Bogotá, (EFE).- El Ejército de Liberación Nacional (ELN), la segunda guerrilla de Colombia, negó hoy haber exhibido la pierna de un militar amputada por la explosión de una mina antipersona, acción que generó el rechazo en el país y la intensificación de las operaciones militares en contra del grupo rebelde.

ELN niega haber exhibido como trofeo la pierna amputada de un militar colombiano. El presidente colombiano, Juan Manuel Santos. EFE/Archivo.
ELN niega haber exhibido como trofeo la pierna amputada de un militar colombiano.
El presidente colombiano, Juan Manuel Santos. EFE/Archivo.

“Es política del ELN hacer pública la responsabilidad de cada una de sus acciones, en este caso desmentimos enfáticamente que este tipo de hechos sean obra nuestra”, afirmó el ELN en un comunicado.

Con esta declaración los subversivos niegan por primera vez de forma rotunda la versión de la Defensoría del Pueblo, que les señaló el jueves como responsables de haber colgado “como trofeo” una pierna del cabo del Ejército Eduardo Alfonso Ávila Romero en un colegio del municipio de Convención, departamento de Norte de Santander (noreste).

En su primera reacción, emitida el viernes, el grupo armado especificó que hasta ese momento no tenían “un comunicado oficial o parte de guerra” de sus frentes en Norte de Santander que se atribuyeran la exhibición de la pierna, algo que sin embargo no negaron directamente.

De hecho, indicaron que “si en algún momento” recibían datos que corroboraran la versión de la Defensoría los compartirían con la opinión pública.

Hoy, en el comunicado en el que exponen las conclusiones de su investigación interna, sostuvieron que la acusación en su contra obedece a intentos de “deslegitimar la insurgencia y cerrarle la puerta al diálogo como parte del proceso de paz”.
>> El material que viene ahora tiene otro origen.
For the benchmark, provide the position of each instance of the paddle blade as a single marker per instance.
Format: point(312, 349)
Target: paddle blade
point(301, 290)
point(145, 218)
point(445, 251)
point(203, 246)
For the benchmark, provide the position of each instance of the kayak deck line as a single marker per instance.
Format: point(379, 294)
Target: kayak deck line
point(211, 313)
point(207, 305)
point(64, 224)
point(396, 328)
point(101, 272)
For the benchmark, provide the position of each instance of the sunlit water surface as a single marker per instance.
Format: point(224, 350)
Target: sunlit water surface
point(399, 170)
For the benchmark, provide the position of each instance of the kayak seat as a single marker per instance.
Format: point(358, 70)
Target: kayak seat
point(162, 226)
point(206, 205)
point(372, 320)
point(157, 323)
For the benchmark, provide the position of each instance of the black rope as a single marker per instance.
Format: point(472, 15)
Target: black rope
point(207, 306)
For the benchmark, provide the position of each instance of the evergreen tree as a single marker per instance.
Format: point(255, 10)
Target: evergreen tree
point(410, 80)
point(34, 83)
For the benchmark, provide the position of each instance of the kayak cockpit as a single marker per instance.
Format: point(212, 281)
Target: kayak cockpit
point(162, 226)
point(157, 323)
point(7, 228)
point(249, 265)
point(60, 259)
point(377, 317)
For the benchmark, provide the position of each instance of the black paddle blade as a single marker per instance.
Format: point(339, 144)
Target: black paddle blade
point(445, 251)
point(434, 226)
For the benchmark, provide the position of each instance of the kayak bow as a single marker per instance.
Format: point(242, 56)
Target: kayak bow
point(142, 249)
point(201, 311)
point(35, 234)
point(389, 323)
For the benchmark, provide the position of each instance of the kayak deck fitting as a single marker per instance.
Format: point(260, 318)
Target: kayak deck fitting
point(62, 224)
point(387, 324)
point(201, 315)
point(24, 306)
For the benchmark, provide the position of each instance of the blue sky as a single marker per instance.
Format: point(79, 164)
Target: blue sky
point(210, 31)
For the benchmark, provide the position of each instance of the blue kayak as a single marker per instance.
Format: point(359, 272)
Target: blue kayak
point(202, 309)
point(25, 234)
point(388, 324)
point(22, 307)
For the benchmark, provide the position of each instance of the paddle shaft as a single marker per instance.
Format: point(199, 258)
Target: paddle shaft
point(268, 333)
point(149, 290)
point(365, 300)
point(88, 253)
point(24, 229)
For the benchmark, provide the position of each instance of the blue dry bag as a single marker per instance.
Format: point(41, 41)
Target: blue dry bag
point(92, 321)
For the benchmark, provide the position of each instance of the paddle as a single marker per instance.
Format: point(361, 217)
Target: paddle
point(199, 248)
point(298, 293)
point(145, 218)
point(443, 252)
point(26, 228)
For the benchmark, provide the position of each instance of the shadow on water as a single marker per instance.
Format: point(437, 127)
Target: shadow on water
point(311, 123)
El ELN mantiene desde enero de 2014 diálogos exploratorios con el Gobierno de Juan Manuel Santos para abrir un proceso de paz análogo al que el Ejecutivo y las FARC desarrollan en La Habana desde noviembre de 2012.

Sin embargo, el suceso de Convención ha provocado que las voces críticas con estos acercamientos se elevaran, como la del expresidente Álvaro Uribe (2002-2010), quien afirmó que el Gobierno “no puede” seguir dialogando con el ELN.

A estas declaraciones se suma la condena unánime de sectores políticos y judiciales, además del rechazo de la sociedad.

Tras conocer lo ocurrido, Santos ordenó intensificar las operaciones militares contra la guerrilla, que reiteró hoy en su comunicado la necesidad de declarar un alto el fuego bilateral.